En tal sentido, es pertinente recordar que, para el epicureísmo, el lenguaje se origina, naturalmente (phýsei) en la comunidad y es la constante referencia a lo naturalmente común aquello que lo determina, pues la necesidad de expresar la naturaleza[5] ocurre estando ya comunicándose con el otro. En consideración a esto último, parece cierto que cada hombre jamás ha reconocido estados de ánimo ni nombrado imágenes sin estar con otros hombres; pues es preciso, para cada cual, el distinguir al otro para así reconocerse, no obstante que tal comparación produzca siempre, en alguna medida, una separación. La actitud del epicúreo es, entonces, la de no transgredir lo naturalmente dado, y esto equivale, por cierto, a reconocer que la experiencia de la naturaleza humana ocurre fundamentalmente en el marco de la convivencia (humana), es decir, acontece durante el uso de la comunidad, la cual, aun cuando pueda manifestarse de diferentes modos y en distintas circunstancias, siempre ha de estar presente como necesario y básico marco de referencia para el hombre.

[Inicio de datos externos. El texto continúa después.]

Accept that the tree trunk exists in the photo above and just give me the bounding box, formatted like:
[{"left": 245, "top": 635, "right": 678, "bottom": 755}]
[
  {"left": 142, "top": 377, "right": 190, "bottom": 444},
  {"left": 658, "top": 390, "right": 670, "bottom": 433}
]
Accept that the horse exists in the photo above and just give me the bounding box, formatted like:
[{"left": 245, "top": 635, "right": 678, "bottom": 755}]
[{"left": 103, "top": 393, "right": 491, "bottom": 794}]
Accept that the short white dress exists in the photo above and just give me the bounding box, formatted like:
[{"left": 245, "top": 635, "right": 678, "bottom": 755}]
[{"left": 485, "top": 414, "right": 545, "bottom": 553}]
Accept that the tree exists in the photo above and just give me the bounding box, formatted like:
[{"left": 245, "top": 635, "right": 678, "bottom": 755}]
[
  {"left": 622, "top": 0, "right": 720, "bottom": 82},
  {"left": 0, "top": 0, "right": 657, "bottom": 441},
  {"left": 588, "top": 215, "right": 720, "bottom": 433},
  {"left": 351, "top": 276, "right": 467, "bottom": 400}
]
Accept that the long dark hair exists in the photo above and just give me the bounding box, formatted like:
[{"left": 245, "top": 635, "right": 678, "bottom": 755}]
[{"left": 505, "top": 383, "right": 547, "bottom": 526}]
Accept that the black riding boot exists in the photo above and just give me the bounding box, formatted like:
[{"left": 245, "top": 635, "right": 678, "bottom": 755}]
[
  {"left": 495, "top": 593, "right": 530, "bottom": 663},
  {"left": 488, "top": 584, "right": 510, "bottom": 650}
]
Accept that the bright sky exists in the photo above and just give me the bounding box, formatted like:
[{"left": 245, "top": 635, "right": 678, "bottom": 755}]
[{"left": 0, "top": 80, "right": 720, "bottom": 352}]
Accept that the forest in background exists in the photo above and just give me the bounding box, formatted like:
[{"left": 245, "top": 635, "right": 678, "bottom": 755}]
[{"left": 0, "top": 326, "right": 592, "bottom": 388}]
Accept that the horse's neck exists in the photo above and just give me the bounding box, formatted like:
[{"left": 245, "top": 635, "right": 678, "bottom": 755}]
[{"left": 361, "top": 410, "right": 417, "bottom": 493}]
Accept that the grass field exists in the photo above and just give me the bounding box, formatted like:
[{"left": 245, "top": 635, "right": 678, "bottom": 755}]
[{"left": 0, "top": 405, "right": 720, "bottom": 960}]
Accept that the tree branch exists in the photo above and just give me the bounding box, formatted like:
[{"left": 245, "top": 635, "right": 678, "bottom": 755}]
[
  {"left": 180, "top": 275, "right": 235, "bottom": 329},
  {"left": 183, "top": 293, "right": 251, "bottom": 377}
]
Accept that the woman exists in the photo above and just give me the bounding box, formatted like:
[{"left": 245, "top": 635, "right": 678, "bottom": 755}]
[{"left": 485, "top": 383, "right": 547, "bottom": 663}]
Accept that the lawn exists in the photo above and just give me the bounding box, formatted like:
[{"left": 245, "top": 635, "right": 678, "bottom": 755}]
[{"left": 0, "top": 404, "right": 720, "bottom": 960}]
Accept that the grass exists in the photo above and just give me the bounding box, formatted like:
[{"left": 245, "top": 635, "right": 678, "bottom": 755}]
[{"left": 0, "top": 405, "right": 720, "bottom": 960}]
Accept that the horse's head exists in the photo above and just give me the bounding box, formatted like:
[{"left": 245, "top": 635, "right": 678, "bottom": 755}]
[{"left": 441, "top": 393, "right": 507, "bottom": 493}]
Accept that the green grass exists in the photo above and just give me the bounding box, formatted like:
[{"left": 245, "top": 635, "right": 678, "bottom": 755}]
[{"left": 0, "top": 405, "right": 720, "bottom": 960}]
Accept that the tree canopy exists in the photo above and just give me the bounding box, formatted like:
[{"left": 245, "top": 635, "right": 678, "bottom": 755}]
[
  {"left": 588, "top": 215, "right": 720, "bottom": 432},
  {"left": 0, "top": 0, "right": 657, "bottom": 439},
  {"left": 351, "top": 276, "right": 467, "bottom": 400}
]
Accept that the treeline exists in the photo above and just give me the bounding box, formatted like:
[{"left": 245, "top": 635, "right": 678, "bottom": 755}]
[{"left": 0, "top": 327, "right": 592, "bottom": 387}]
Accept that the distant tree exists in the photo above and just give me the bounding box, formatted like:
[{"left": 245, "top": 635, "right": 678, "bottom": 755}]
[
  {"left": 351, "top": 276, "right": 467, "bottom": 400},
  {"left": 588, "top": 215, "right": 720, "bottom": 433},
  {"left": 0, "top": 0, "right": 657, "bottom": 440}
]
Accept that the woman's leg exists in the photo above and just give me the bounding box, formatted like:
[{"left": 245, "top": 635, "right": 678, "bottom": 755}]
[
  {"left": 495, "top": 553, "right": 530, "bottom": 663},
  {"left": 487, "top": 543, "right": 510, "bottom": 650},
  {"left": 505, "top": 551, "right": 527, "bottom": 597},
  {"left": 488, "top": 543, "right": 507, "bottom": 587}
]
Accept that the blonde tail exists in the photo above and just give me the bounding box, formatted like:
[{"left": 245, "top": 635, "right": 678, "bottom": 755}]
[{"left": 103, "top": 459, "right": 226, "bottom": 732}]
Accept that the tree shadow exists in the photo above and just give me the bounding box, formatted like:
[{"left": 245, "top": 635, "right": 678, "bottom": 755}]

Ahora bien, según el planteamiento del epicureísmo, el hombre –al menos, inicialmente– fue incapaz de concebir un bien común, pues vivía sin costumbres (determinadas) ni normas comprobadamente útiles para su comportamiento, pues usaba de sus fuerzas solo para sí[6] y principalmente en consideración a su exclusiva subsistencia (Lucretius, R.N., V, 953 y ss.).

Así, pues, una vez que los hombres aprendieron a emplear las chozas y las pieles animales (como cobertores), el fuego y la vida en pareja, cuando vieron que producían una descendencia y decidieron dedicarse a protegerla; se tornaron menos adaptables, menos inquietos, menos rudos, menos vigorosos, pero más sensibles (o quizá mejor dicho, más emotivos). Entonces, el hombre ya asentado comenzó a “estrechar sus vínculos” con sus compañeros. En consecuencia, incrementada tal interrelación, la convivencia era posible sólo si se ponían de acuerdo en alguna medida. Es en virtud de tal acuerdo y de ese darse en conjunto, por lo que comienza a manifestarse la utilidad de la comunicación, o lo que antes llamamos, el uso comunitario.

Nos parece importante, también, destacar que el planteamiento epicúreo acerca de la organización humana presenta muchas semejanza con la perspectiva atomista de su teoría física.[7] En este sentido, es notable que lo primordial, según esta doctrina, son los elementos básicos o simples. Así, pues, no hay una subordinación previa del individuo (humano) o del átomo, a algún plan u objetivo prefijado que pudiera conferir, inicialmente, un sentido determinado al conjunto atómico o a la sociedad humana -pensada aquí como algo abstracto que surge al integrarse los individuos-, rechazando, por tanto, cualquier ordenamiento paradigmático en las combinaciones de la naturaleza. Tampoco considera Epíkouros que el hombre se realice cabalmente en la colaboración política, como postulaban, por ejemplo, Aristotéles y los estoicos. Conviene, además, advertir que, de acuerdo con la doctrina que aquí examinamos, la comunidad jamás ha tenido unas normas válidas objetivas al margen de los relativos intereses del individuo. De tal manera, ocurre que, por el conocimiento de la naturaleza (physiología), se concluye que esta no posee una finalidad propia y que es indiferente, en su fortuito despliegue, al “azaroso destino” de los humanos[8].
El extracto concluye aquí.